Following "a lengthy and painful process" by NASA to choose the payload for the 2001 mission, said Squyres, Cornell will be represented on board the lander by a sophisticated instrument called the Pancam/MiniTES (for panoramic camera and miniature thermal emission spectrometer). The equipment will be carried on the deck of the lander instead of on the Rover vehicle, as originally planned for the mission.

This reconfigured segment of the 2001 mission, renamed APEX, will be mounted on a 3-foot-long mast and will arrive on the Martian surface folded flat on the lander deck. A motor actuator will swing the mast upright. The camera will rotate on top of the mast, photographing rocks of interest. The mast's infrared spectrometer will be able to reveal much about the mineralogy of selected rocks as well as analyze soil samples scooped up by a 6-foot-long arm on the lander.

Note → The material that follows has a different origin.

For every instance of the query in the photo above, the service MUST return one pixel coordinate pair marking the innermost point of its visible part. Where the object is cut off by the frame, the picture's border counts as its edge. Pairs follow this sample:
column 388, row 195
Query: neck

The choice of Cornell to manage the Athena Rover program was announced last November. Squyres leads the 20-member science team from the United States, Germany and Denmark, which includes James Bell, assistant professor of astronomy at Cornell. But, said Squyres, it fairly quickly became obvious that NASA's overall Mars program budget was unworkable. Then came the realization that the mission schedule for 2001 also was too tight. "By April things really started to go off the rails," he said.

As originally planned for the 2001 landing, the Rover vehicle would have traveled as far as 100 yards a day from the lander, selecting rock samples and analyzing them with its on-board instruments, among them a drill to bore into rocks and Raman and Mössbauer spectrometers to gather mineralogical data.

The 2001 investigations still will provide valuable geology and geochemistry data, said Squyres, although the research into biological aspects will be more limited than it will be for the 2003 mission.